SARASOTA, Fla.- A huge red tide bloom is lingering in the Gulf of Mexico. Right now, it's north of Tampa and moving south. So will it bring the fish kills and breathing problems to Southwest Florida? WINK News traveled to Mote Marine in Sarasota to get a look at the underwater tool giving scientists a new way to track the algae bloom.
"If it hangs together than it will move with the water and we all might see it, but we can't say," said Dr. Kellie Dixon with Mote Marine.
Biologist have their eyes on a massive red tide bloom lurking in the water 40 miles off Pasco and Hernando counties.
"This one is a visible bloom in the water. The people who are collecting samples can see it, feel a little tickle in their throat, that kind of thing," said Dr. Dixon.
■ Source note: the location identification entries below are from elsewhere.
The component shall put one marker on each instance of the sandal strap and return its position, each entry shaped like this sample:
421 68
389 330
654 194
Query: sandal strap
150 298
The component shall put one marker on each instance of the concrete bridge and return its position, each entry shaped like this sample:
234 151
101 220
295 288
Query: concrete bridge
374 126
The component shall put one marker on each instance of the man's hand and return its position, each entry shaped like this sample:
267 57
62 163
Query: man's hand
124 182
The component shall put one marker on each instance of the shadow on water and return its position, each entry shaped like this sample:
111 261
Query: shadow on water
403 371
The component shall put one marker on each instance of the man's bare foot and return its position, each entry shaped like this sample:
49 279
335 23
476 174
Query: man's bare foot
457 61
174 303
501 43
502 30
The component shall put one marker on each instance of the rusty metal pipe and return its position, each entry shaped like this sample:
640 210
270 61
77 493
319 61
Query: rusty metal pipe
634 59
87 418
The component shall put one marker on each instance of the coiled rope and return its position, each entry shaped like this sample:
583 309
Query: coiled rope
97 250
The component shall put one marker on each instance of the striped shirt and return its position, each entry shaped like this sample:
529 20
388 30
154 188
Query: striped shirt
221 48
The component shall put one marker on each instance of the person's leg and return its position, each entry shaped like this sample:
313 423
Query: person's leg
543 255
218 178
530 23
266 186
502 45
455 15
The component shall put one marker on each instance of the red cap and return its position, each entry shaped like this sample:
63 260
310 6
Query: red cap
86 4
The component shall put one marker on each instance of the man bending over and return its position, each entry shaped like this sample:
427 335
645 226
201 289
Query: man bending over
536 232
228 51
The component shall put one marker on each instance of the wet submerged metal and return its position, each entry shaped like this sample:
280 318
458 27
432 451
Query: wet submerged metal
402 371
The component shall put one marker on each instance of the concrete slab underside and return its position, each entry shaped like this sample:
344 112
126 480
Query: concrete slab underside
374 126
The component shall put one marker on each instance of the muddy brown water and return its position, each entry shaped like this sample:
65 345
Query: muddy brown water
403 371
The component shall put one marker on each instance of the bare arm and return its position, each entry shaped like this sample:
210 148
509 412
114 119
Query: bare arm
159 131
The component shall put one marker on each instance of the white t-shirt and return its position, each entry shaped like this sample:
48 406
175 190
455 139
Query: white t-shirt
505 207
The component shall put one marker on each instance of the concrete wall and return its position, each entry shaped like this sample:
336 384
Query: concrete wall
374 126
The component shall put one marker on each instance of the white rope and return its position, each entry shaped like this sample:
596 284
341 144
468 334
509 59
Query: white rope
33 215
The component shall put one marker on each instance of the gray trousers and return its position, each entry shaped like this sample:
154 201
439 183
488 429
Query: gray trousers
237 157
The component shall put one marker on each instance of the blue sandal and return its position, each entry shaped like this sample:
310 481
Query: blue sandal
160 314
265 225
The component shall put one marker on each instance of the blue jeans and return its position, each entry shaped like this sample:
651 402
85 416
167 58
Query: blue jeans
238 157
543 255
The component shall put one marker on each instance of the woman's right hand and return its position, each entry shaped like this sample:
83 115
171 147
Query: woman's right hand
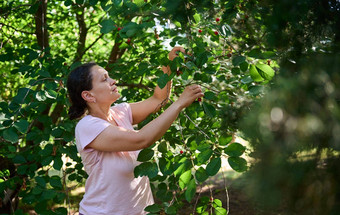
189 95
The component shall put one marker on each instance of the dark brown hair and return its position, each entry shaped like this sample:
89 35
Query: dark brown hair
79 79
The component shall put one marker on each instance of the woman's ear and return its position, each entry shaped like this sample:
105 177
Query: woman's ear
88 97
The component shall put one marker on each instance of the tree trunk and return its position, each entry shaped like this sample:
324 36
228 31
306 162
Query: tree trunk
41 25
82 34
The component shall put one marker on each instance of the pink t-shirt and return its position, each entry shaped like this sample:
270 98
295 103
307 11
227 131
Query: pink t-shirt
111 187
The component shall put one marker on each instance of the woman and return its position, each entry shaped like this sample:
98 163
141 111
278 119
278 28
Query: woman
107 142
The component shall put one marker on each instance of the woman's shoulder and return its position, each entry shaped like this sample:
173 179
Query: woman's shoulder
89 121
121 106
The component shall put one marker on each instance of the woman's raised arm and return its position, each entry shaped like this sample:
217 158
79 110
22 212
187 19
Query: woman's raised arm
114 138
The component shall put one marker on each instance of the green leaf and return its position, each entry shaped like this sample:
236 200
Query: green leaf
238 164
265 71
220 211
55 181
171 210
201 174
46 161
162 80
155 208
40 96
20 97
108 25
255 90
118 3
48 194
145 155
244 66
19 159
57 163
93 2
234 149
209 109
40 181
197 18
254 74
224 140
21 170
238 60
214 166
51 94
162 147
146 169
204 156
184 179
11 135
209 95
191 190
21 125
217 203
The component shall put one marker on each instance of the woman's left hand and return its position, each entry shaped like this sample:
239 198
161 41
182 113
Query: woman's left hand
172 53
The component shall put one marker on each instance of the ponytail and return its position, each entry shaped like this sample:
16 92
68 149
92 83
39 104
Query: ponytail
79 79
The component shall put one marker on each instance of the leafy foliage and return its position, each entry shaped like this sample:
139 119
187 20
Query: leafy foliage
42 43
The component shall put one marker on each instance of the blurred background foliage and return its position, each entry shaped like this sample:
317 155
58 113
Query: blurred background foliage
294 129
269 70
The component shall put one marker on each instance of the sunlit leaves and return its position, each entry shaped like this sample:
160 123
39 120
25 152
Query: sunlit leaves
108 25
238 164
261 72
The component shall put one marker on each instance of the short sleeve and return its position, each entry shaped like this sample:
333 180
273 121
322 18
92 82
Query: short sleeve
88 129
124 110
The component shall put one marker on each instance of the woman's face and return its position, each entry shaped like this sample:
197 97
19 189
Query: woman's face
103 89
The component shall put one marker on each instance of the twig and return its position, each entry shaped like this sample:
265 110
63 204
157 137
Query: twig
226 191
26 32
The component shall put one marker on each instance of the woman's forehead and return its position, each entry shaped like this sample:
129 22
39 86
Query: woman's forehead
98 71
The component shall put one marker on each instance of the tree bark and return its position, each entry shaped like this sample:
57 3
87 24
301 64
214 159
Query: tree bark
82 34
115 54
41 25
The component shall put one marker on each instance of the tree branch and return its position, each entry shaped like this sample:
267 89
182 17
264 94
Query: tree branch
41 25
82 33
26 32
131 85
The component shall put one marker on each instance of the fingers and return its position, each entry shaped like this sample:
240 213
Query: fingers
196 90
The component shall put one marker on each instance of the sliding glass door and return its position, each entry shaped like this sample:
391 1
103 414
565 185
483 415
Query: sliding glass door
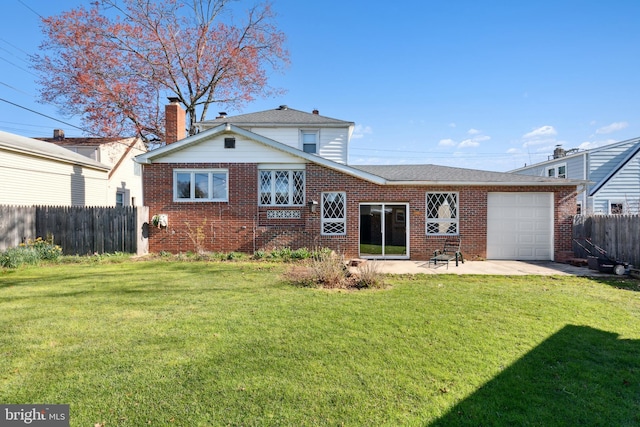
383 230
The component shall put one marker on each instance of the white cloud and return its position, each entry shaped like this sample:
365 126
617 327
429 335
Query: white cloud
542 132
360 131
613 127
589 145
471 142
447 142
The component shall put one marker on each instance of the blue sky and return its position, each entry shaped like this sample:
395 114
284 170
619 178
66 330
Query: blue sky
479 84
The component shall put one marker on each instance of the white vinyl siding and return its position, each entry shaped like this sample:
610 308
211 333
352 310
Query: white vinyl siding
30 180
332 143
246 151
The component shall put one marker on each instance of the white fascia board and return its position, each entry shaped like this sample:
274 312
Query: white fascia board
486 183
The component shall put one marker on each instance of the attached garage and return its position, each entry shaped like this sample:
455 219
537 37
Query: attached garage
520 226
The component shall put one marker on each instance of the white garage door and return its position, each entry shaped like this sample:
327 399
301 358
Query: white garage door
520 226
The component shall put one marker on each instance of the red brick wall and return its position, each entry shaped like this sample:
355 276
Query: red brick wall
240 225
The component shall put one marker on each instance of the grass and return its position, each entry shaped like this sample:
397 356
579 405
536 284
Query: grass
229 343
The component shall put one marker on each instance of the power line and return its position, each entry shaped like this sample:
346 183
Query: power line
28 7
48 117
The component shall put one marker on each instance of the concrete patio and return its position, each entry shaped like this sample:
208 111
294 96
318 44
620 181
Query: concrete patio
495 267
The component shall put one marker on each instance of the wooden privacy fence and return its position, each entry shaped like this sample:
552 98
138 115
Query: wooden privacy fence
618 235
78 230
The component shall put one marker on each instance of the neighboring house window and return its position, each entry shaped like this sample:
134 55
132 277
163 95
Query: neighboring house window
334 214
616 208
558 171
281 187
562 171
442 213
309 141
201 185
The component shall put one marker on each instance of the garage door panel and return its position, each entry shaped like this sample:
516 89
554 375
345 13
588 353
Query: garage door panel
520 226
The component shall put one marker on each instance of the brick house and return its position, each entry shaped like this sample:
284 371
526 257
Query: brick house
280 178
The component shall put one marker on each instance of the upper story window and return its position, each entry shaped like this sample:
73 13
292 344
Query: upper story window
616 207
557 171
281 187
201 185
309 141
442 213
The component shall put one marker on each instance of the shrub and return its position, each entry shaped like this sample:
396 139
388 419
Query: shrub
31 253
326 269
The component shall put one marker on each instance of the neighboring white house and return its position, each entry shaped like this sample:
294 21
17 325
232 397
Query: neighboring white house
125 175
613 171
34 172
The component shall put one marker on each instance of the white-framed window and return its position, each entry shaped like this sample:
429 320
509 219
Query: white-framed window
442 213
201 185
281 187
557 171
334 213
309 140
616 207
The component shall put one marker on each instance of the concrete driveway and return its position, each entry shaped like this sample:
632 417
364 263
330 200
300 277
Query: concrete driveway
507 268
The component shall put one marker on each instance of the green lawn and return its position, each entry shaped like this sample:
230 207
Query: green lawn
228 343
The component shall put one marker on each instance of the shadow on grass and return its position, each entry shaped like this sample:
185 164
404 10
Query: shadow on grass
578 376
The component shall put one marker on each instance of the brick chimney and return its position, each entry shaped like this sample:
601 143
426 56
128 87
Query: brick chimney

Here's what we know: Satellite images show possible red tide is both on the surface and beneath the water. The bloom is making it's way south and southeast, traveling at a slow speed, but, does that mean it will survive a journey to Southwest Florida?
"It could take a while to get there at this rate."
Two robots, Waldo and Bass, along with a crew of biologist have been deployed to find out what the bloom is doing.
"Someone has to sit there and babysit him, hold his hand and have him phone home and see what he's producing."
So where's Waldo? And where's Bass?
"Ding, ding, uh! That's Waldo phoning home!"
Since Friday, the robots have been canvasing the water in an up and down motion taking samples to confirm and learn more about this bloom.
"You can say I don't want to talk to you for 12 hours, go do your thing, or you can say I want to know what you found out in an hour."
Dr. Kellie Dixon says Waldo was used on Sanibel last year when Southwest Florida had it's last red tide bloom.
"This area is much larger than what we saw last year on Sanibel."